Ha una laurea in Scienze Politiche presa all'Università di Bologna e prima di diventare sindaco ha fatto diversi lavori. Tra questi, affiancare i genitori nell'attività storica di famiglia: un negozio di tappeti. È assessore da dieci anni e oggi si gode la vittoria programmando il futuro: «Sono molto contento del risultato, ottenuto al primo turno. Ora è tempo di proseguire quanto fatto in questi anni». Sadegholvaad intende investire nella città e in progetti che favoriscano la sostenibilità e tutelino l'ambiente. «Credo nell'equità sociale e nell'idea di agire per non lasciare nessuno indietro», assicura.
Rimini, dice, è una città con una vocazione aperturista, multiculturale, predisposta alle relazioni con il mondo. E la sua vittoria sembra dimostrarlo. Per questo, racconta al quotidiano il Resto del Carlino, la giunta sarà composta da una squadra variegata, dinamica e con molte sfaccettature.

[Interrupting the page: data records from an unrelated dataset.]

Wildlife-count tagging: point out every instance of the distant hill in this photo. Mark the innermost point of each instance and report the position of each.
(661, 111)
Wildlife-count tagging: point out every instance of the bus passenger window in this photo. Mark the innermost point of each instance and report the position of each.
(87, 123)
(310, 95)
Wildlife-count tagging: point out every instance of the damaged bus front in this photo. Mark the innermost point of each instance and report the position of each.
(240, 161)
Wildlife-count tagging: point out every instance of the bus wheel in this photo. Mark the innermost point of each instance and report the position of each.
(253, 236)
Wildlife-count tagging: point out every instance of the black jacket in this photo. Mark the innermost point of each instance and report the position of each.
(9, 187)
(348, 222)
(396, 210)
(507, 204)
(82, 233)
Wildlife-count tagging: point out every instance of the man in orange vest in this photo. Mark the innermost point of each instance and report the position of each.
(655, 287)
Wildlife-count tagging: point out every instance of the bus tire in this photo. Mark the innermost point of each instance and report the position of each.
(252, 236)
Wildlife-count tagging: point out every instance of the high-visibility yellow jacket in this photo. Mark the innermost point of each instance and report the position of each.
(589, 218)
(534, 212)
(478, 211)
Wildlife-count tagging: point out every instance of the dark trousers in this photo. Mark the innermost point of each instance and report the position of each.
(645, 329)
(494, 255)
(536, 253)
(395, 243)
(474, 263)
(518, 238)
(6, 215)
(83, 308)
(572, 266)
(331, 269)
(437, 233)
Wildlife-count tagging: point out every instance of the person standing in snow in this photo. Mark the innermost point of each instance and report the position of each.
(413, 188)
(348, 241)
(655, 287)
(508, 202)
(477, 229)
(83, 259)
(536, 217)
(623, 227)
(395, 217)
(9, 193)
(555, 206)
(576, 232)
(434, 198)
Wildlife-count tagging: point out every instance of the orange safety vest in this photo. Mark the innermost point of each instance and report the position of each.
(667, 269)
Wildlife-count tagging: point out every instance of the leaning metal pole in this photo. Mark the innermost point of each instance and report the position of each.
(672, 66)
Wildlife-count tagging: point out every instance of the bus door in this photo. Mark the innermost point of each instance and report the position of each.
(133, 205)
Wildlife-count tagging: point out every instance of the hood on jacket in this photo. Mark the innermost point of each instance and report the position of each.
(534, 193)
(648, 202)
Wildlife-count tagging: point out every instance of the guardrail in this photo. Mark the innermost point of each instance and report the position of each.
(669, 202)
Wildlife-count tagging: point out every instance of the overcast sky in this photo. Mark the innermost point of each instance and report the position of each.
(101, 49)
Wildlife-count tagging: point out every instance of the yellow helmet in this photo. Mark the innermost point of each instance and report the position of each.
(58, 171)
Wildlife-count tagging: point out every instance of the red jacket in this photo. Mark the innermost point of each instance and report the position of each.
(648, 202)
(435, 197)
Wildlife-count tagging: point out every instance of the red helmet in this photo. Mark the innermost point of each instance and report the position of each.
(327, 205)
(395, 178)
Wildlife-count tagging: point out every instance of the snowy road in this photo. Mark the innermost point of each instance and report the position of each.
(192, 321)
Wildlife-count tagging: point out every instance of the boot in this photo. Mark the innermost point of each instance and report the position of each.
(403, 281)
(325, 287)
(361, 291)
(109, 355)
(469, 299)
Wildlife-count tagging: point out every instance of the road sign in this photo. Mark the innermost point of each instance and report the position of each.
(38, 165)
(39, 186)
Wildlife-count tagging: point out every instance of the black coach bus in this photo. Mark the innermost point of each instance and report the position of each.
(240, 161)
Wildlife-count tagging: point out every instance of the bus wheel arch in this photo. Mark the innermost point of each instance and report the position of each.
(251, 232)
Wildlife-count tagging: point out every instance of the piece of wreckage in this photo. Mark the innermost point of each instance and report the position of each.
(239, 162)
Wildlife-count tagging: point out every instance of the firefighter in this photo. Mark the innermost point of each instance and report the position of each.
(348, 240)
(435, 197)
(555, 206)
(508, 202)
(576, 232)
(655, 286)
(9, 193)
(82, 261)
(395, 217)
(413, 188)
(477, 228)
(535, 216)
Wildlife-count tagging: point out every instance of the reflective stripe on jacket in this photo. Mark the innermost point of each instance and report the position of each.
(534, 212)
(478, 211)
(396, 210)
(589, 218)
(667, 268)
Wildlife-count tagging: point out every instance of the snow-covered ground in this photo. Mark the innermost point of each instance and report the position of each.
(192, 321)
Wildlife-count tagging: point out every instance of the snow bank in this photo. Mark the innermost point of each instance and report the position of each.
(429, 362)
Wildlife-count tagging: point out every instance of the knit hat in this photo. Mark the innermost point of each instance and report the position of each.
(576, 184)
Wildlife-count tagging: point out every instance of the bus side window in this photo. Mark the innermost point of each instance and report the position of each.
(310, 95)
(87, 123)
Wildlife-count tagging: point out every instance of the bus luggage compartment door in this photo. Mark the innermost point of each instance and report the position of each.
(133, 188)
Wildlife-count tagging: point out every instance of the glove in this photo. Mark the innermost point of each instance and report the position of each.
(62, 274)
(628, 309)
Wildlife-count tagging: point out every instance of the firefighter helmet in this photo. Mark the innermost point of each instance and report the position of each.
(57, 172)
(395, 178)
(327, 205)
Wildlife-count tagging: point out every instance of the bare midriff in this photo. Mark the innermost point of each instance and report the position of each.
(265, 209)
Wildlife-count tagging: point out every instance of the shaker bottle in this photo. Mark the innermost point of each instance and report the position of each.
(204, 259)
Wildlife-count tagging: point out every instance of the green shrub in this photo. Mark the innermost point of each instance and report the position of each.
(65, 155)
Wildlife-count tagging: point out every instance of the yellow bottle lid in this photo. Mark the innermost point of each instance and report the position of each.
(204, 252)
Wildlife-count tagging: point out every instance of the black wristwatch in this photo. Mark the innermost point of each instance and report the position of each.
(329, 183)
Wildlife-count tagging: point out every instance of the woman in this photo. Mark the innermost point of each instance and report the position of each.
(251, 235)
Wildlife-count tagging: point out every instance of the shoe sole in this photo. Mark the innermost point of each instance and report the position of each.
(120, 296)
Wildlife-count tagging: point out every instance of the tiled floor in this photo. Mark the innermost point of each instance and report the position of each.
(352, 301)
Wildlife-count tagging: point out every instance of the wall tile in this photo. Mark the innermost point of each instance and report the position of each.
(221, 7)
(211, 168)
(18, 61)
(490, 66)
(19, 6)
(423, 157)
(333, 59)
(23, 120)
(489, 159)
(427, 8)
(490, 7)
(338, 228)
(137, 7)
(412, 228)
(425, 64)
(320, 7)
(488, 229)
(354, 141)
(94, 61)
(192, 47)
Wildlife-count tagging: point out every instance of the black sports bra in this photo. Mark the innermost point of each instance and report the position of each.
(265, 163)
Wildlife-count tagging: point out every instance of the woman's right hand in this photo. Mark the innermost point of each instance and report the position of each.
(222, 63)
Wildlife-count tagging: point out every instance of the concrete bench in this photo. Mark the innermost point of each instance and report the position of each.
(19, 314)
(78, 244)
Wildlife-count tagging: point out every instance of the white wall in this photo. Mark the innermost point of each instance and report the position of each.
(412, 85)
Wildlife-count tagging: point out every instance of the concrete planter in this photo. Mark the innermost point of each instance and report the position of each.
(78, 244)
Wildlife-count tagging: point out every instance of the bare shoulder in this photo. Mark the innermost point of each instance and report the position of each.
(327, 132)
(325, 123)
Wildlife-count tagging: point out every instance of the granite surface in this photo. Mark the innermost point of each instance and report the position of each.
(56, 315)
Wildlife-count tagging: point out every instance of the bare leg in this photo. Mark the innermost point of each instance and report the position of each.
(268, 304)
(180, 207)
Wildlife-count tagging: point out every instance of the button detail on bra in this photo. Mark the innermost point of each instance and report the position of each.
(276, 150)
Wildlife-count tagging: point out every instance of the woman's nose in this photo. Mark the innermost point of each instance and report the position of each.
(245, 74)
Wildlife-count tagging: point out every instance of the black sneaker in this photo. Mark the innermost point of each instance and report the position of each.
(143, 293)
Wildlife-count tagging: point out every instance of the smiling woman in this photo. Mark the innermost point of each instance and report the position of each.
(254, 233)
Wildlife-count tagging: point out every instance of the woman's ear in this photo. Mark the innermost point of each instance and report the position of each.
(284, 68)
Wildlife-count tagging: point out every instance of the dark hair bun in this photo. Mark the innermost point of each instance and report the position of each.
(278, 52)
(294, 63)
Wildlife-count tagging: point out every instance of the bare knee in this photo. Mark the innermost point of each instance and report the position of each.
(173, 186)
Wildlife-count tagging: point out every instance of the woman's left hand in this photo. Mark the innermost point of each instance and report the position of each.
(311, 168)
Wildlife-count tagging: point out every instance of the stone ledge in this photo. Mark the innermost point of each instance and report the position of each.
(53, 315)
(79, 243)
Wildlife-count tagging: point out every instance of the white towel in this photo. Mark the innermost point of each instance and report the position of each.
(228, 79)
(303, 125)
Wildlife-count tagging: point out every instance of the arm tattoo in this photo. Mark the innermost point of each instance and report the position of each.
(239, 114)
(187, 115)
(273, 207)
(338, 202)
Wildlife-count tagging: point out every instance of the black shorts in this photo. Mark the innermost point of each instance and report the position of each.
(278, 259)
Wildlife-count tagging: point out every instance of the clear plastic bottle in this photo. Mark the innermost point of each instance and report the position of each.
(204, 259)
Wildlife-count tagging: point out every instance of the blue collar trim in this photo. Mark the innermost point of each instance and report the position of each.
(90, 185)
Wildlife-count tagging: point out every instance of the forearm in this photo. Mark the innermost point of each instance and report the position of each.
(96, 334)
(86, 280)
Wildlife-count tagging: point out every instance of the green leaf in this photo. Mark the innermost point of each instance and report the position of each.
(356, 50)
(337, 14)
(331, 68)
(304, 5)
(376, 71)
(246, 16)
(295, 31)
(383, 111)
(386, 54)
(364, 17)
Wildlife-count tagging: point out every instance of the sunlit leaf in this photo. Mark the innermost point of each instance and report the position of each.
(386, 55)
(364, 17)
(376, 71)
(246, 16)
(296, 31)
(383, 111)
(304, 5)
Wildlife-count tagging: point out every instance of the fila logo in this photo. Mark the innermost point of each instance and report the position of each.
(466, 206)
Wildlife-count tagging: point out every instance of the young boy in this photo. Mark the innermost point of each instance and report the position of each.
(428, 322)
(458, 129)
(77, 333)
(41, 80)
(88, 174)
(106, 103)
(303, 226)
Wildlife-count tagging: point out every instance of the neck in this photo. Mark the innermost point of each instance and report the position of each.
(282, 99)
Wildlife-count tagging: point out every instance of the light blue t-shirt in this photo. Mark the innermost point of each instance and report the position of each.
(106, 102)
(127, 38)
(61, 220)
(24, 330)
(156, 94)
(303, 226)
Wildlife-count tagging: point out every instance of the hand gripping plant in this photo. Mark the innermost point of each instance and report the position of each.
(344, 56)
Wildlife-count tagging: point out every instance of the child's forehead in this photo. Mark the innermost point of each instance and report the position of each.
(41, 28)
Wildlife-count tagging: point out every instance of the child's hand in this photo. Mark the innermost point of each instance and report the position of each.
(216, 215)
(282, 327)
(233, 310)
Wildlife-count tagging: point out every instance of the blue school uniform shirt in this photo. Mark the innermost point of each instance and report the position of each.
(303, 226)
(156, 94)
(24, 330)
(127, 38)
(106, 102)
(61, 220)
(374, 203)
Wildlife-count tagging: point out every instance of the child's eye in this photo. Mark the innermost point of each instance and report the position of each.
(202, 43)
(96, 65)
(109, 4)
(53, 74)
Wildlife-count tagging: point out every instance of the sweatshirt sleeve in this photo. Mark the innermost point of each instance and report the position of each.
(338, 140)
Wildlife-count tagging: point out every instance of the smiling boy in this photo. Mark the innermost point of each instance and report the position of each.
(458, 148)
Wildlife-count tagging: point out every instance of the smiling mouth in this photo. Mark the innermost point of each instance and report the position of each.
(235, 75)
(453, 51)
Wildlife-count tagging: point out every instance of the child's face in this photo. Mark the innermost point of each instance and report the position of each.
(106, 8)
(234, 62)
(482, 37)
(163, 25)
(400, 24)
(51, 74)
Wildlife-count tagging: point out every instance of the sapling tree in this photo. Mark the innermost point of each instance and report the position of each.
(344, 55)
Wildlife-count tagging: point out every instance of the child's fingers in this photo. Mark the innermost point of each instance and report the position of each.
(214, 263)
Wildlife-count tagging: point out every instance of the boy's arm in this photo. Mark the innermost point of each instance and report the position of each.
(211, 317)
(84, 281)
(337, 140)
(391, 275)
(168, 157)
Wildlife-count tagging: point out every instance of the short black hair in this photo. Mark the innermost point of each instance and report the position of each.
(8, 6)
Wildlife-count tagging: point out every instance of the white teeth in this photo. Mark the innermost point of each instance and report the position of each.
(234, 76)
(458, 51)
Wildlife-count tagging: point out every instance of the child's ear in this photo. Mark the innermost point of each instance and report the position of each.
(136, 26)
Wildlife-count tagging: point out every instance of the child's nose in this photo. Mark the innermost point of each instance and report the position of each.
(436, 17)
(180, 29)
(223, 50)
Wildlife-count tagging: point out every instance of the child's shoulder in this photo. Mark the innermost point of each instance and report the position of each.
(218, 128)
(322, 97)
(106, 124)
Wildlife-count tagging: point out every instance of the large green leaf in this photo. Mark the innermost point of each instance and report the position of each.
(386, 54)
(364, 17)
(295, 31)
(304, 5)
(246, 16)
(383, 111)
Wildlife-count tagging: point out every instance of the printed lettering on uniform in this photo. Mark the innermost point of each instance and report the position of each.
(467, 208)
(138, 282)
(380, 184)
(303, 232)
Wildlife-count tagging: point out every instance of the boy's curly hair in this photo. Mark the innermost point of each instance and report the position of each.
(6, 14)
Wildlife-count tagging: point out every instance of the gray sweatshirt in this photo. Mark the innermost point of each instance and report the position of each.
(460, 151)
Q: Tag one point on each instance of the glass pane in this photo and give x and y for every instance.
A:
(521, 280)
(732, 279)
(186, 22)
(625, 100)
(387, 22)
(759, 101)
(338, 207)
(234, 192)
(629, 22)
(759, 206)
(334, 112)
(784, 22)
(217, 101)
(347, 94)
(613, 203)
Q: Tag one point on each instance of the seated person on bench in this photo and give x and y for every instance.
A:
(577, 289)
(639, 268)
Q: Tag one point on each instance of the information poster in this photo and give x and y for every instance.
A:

Jamil ha vinto con il 51 per cento, superando lo sfidante del centrodestra Enzo Ceccarelli, fermo al 32,9. Gloria Lisi, ex vicesindaca sostenuta da liste civiche e dal Movimento 5 Stelle, ha ottenuto l'8,9 per cento. L'affluenza alle urne raggiunge quasi il 56 per cento, un dato che Sadegholvaad commenta così: «Ho visto sì un calo generalizzato in tutto il Paese, forse a Rimini lo abbiamo percepito di meno. Ma è importante far capire ai cittadini quanto conti votare». D'altra parte, aggiunge: «Se non è la gente a occuparsi di politica, sarà la politica a occuparsi della gente».